Saturday, March 7, 2009

Linq to SQL solve Transaction deadlock and Query timeout problem using uncommitted reads

When your database tables start accumulating thousands of rows and many users start working on the same table concurrently, SELECT queries on the tables start producing lock contentions and transaction deadlocks. This is a common problem in any high volume website. As soon as you start getting several concurrent users hitting your website that results in SELECT queries on some large table like aspnet_users table that are also being updated very frequently, you end up having one of these errors:

Transaction (Process ID ##) was deadlocked on lock resources with another process and has been chosen as the deadlock victim. Rerun the transaction.

Or,

Timeout Expired. The Timeout Period Elapsed Prior To Completion Of The Operation Or The Server Is Not Responding.

The solution to these problems are – use proper index on the table and use transaction isolation level Read Uncommitted or WITH (NOLOCK) in your SELECT queries. So, if you had a query like this:

SELECT * FORM aspnet_users 
where ApplicationID =’xxx’ AND LoweredUserName = 'someuser'


You should end up having any of the above errors under high load. There are two ways to solve this:



SET TRANSACTION LEVEL READ UNCOMMITTED;
SELECT * FROM aspnet_Users
WHERE ApplicationID =’xxx’ AND LoweredUserName = 'someuser'




Or use the WITH (NOLOCK):



SELECT * FROM aspnet_Users WITH (NOLOCK) 
WHERE ApplicationID =’xxx’ AND LoweredUserName = 'someuser'


The reason for the errors are that since aspnet_users is a high read and high write table, during read, the table is partially locked and during write, it is also locked. So, when the locks overlap on each other from several queries and especially when there’s a query that’s trying to read a large number of rows and thus locking large number of rows, some of the queries either timeout or produce deadlocks.



Linq to Sql does not produce queries with the WITH (NOLOCK) option nor does it use READ UNCOMMITTED. So, if you are using Linq to SQL queries, you are going to end up with any of these problems on production pretty soon when your site becomes highly popular.



For example, here’s a very simple query:



using (var db = new DropthingsDataContext())
{
var user = db.aspnet_Users.First();
var pages = user.Pages.ToList();
}


DropthingsDataContext is a DataContext built from Dropthings database.

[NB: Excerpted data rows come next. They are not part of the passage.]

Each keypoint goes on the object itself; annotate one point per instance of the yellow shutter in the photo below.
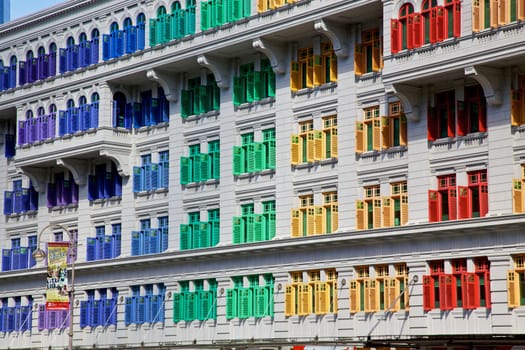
(295, 81)
(371, 295)
(322, 298)
(376, 56)
(377, 213)
(521, 9)
(477, 18)
(295, 150)
(318, 71)
(516, 110)
(388, 212)
(289, 301)
(359, 60)
(310, 220)
(310, 146)
(359, 137)
(335, 217)
(319, 145)
(319, 220)
(305, 299)
(333, 67)
(376, 131)
(386, 132)
(504, 12)
(333, 142)
(296, 223)
(513, 288)
(392, 290)
(518, 197)
(360, 214)
(404, 209)
(310, 72)
(494, 13)
(403, 137)
(355, 296)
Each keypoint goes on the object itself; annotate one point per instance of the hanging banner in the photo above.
(57, 297)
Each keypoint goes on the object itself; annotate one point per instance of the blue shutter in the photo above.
(106, 47)
(136, 247)
(137, 179)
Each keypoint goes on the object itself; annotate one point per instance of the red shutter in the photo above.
(452, 205)
(464, 203)
(432, 124)
(434, 206)
(457, 20)
(433, 25)
(395, 44)
(470, 290)
(447, 291)
(462, 119)
(483, 200)
(418, 30)
(441, 28)
(428, 293)
(410, 31)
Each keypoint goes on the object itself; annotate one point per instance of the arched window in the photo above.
(161, 11)
(128, 22)
(70, 42)
(114, 27)
(95, 97)
(175, 6)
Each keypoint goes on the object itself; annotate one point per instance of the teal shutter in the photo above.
(152, 32)
(238, 229)
(259, 156)
(185, 170)
(185, 237)
(238, 160)
(186, 103)
(231, 303)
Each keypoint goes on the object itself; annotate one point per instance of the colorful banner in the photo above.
(57, 297)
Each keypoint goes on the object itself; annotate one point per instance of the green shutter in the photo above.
(238, 230)
(238, 160)
(259, 156)
(231, 303)
(185, 237)
(152, 32)
(185, 170)
(186, 103)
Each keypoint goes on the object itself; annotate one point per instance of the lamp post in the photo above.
(40, 255)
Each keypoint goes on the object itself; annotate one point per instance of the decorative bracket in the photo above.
(168, 83)
(490, 80)
(120, 158)
(37, 176)
(276, 54)
(220, 67)
(79, 169)
(409, 97)
(337, 34)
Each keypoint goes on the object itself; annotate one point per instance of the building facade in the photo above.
(266, 174)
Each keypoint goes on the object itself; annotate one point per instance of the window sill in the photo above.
(309, 91)
(308, 165)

When you attach SQL Profiler, you get this:



image



You see none of the queries have READ UNCOMMITTED or WITH (NOLOCK).



The fix is to do this:



using (var db = new DropthingsDataContext2())
{
db.Connection.Open();
db.ExecuteCommand("SET TRANSACTION ISOLATION LEVEL READ UNCOMMITTED;");

var user = db.aspnet_Users.First();
var pages = user.Pages.ToList();
}


This will result in the following profiler output




image



As you see, both queries execute within the same connection and the isolation level is set before the queries execute. So, both queries enjoy the isolation level.



Now there’s a catch, the connection does not close. This seems to be a bug in the DataContext that when it is disposed, it does not dispose the connection it is holding onto.

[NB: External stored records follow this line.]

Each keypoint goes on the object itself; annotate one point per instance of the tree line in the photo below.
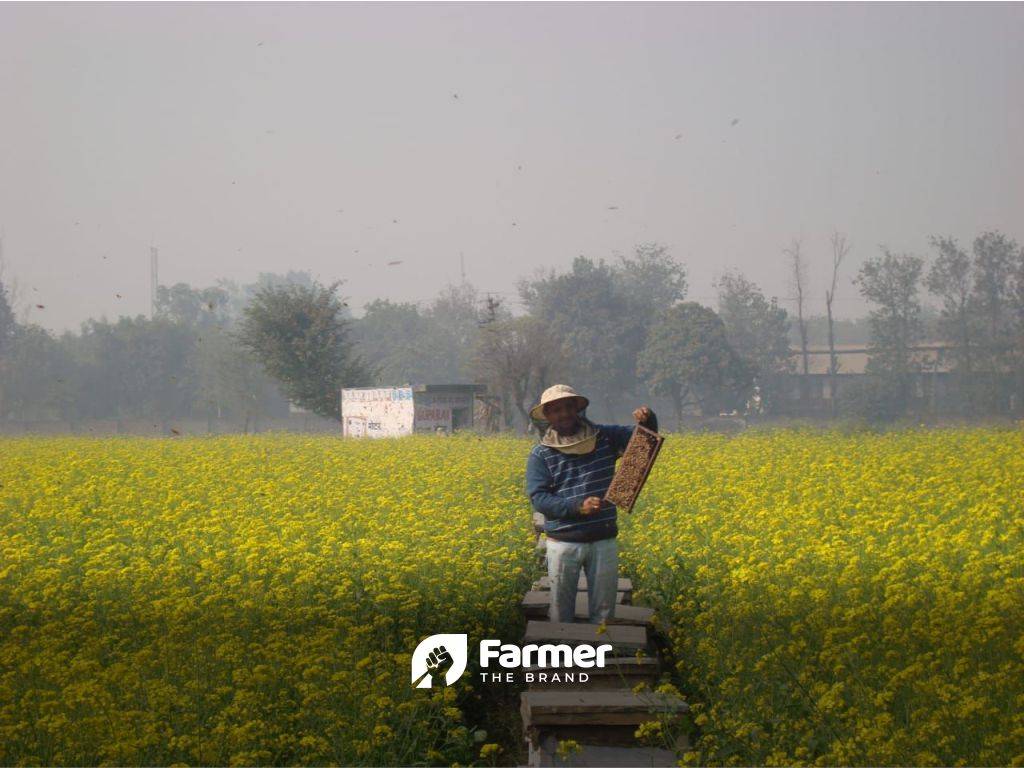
(622, 331)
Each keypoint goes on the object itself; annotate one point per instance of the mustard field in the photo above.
(832, 599)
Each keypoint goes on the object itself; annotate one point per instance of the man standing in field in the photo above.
(566, 476)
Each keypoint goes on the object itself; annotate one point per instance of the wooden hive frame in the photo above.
(640, 453)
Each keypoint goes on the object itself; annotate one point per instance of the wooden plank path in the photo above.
(602, 713)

In order to solve this, I have made a child class of the DropthingsDataContext named DropthingsDataContext2 which overrides the Dispose method and closes the connection.



   class DropthingsDataContext2 : DropthingsDataContext, IDisposable
{
public new void Dispose()
{
if (base.Connection != null)
if (base.Connection.State != System.Data.ConnectionState.Closed)
{
base.Connection.Close();
base.Connection.Dispose();
}

base.Dispose();
}
}


This solved the connection problem.



There you have it, no more transaction deadlock or lock contention from Linq to SQL queries. But remember, this is only to eliminate such problems when your database already has the right indexes. If you do not have the proper index, then you will end up having lock contention and query timeouts anyway.



There’s one more catch, READ UNCOMMITTED will return rows from transactions that have not completed yet. So, you might be reading rows from transactions that will rollback. Since that’s generally an exceptional scenario, you are more or less safe with uncommitted read, but not for financial applications where transaction rollback is a common scenario. In such case, go for committed read or repeatable read.



There’s another way you can achieve the same, which seems to work, that is using .NET Transactions. Here’s the code snippet:



using (var transaction = new TransactionScope(
TransactionScopeOption.RequiresNew,
new TransactionOptions()
{
IsolationLevel = IsolationLevel.ReadUncommitted,
Timeout = TimeSpan.FromSeconds(30)
}))
{
using (var db = new DropthingsDataContext())
{
var user = db.aspnet_Users.First();
var pages = user.Pages.ToList();

transaction.Complete();
}
}


Profiler shows a transaction begins and ends:



image



The downside is it wraps your calls in a transaction. So, you are unnecessarily creating transactions even for SELECT operations. When you do this hundred times per second on a web application, it’s a significant over head.